La conjoncture économique ne rend pas service à la Russie alors qu’elle préside cette année le G20. Les présidents des banques centrales et les ministres des Finances du G20 se réunissent à Moscou en fin de semaine alors que le pays hôte se voit asséner une série de mauvaises nouvelles. La croissance de la production industrielle est au point mort: 0,1% sur le premier semestre 2013. L’institut Egor Gaïdar décrit un effet de ciseau dévastateur: d’un côté les entreprises russes continuent à reculer en termes de compétitivité sur fond de coûts de production en hausse. La domination croissante des entreprises publiques sur l’économie lamine la concurrence sur le plan domestique. De l’autre, la baisse de la demande anéantit les espoirs de voir les bénéfices augmenter, ainsi que le désir d’investissement chez les investisseurs privés.

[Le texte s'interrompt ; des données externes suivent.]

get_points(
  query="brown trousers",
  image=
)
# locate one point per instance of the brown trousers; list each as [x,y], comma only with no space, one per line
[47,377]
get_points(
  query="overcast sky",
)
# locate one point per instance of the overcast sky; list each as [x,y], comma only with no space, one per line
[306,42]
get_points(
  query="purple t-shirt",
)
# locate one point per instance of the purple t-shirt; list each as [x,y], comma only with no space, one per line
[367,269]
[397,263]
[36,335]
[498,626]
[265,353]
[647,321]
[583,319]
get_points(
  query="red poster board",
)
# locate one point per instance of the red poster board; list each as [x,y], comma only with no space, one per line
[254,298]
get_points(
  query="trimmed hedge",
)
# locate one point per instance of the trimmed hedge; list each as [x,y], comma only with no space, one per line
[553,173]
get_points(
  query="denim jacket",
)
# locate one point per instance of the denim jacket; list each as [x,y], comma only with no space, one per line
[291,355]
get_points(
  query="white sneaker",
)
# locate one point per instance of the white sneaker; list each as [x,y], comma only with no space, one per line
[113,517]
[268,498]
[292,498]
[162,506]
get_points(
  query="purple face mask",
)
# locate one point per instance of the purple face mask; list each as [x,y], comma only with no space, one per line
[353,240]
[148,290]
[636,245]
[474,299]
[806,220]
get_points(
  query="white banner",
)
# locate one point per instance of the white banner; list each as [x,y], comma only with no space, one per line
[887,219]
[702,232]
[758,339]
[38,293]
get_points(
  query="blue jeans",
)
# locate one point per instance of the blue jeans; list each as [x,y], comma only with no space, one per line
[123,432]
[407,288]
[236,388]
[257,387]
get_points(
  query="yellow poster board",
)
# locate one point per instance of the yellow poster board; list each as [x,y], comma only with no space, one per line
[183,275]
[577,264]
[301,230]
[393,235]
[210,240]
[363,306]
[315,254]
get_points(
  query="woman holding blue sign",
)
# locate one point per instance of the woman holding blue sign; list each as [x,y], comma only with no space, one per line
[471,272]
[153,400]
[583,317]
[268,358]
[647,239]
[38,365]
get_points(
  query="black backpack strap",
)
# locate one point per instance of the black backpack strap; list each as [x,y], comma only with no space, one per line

Au printemps, les prévisions de croissance pour l’économie russe ont brutalement été revues à la baisse par le Ministère de l’économie: 2,4% au lieu de 3,6%. Durant la décennie 2000, l’économie russe croissait au rythme de 7% par an en moyenne.

Les problèmes structurels de l’économie russe ne s’arrangent pas non plus, si l’on en croit une étude publiée mercredi par le centre de développement de la Haute Ecole d’économie de Moscou. Le pays serait atteint par le «mal hollandais», soit le déclin de l’industrie manufacturière causé par l’accroissement des recettes d’exportations des matières premières, qui entraînent une appréciation du rouble et font chuter la compétitivité-prix des autres exportations. Selon l’économiste Valeri Mironov, les industries de transformation se développent beaucoup trop lentement: non seulement par rapport aux industries d’extraction, mais également par rapport aux industries de services, lesquelles bénéficient davantage des retombées de la rente pétrolière. La Haute Ecole d’économie a calculé que la devise russe connaissait la plus forte appréciation mondiale après la devise brésilienne. Autre menace, la forte hausse du coût du travail et de l’énergie, alors que la productivité du travail fait du surplace. Cet indice se rapproche dangereusement du palier à partir duquel on peut parler de crise.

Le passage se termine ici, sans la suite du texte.